Гальс с Линдбергом оставили свою позицию и вприпрыжку побежали к нам; мы даже подумали, что кого-то из них ранило. Они ушли вовремя. Секунду спустя по земле, на которой они только что лежали, прошел танк, который подмял гусеницами проволоку. Развороченная земля сотрясалась от взрыва мин, останавливавших танки или осыпавших осколками пехотинцев. Танк, а за ним еще два подошли близко к нам, направляясь к позициям врага, которые мы уже обстреливали в течение нескольких минут. И вот танк уже переходит траншею, в которой полно трупов русских солдат. Через кровавое месиво проходит второй, а затем и третий танк. К их гусеницам пристали остатки человеческих тел, от вида которых наш фельдфебель непроизвольно вскрикнул. Молодые солдаты, которые до сих пор знали только удовольствия казарменной жизни, поняли наконец, какова действительность. Мы услышали, как кто-то закричал от ужаса, а затем раздался победный клич: первая волна немецкого наступления продолжала продвигаться вперед. Из лесов позади появлялись новые танки. Они подминали под себя молодые деревца и кусты и шли прямо на отряды пехоты. Пехотинцы разбегались, освобождая им путь. Если где-то на земле лежали раненые, значит, им крупно не повезло.

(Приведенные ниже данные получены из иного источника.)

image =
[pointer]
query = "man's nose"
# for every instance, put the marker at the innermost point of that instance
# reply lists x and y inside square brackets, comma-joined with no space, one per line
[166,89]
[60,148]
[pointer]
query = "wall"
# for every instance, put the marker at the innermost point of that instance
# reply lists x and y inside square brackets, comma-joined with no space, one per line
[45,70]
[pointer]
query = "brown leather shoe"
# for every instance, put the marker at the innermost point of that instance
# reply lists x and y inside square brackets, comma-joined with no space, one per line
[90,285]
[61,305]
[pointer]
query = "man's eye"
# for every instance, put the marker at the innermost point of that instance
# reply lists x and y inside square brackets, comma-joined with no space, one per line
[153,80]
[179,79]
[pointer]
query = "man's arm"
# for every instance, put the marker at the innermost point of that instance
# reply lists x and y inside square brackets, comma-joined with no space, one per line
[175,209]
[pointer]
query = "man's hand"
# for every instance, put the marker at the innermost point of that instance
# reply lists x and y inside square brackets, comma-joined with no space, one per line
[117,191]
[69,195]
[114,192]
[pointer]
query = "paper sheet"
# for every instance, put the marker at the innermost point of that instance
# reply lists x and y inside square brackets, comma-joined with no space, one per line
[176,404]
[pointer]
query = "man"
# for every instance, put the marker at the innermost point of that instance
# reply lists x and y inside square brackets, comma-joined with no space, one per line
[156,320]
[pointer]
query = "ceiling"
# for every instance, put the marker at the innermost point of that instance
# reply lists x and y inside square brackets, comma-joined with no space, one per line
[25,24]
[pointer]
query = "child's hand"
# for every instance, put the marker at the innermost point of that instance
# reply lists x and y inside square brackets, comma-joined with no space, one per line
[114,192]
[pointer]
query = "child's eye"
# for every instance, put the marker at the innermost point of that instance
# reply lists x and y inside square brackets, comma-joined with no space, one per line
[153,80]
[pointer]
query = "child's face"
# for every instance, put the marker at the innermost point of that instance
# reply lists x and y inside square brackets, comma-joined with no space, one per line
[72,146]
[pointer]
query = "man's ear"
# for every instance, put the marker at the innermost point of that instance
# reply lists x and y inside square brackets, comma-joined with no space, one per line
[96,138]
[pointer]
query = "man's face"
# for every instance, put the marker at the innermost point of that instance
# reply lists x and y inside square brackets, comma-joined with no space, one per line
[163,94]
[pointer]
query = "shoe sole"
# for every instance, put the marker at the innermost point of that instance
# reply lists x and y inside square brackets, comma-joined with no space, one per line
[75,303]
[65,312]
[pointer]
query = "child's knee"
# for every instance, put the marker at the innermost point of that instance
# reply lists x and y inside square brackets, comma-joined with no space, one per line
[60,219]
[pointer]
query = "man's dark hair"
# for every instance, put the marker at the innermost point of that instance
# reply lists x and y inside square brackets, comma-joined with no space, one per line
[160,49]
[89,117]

Первый этап атаки намечалось пройти молниеносно: ничто не должно задерживать продвижение танков. К нам присоединился отряд пехоты. Их фельдфебель разговаривал с нашим, когда танк пошел прямо на нас. Все разбежались. К танку побежал солдат. Он махал танкистам, чтобы они остановились, но танк, будто ослепшее чудище, продолжал ползти по земле, пройдя в паре метров от нашего холма. В спешке я зацепился за станину пулемета и растянулся на противоположной стороне холма. Чудовищная машина прошла по линии нашей обороны; ко мне с угрожающей быстротою приближались ее гусеницы.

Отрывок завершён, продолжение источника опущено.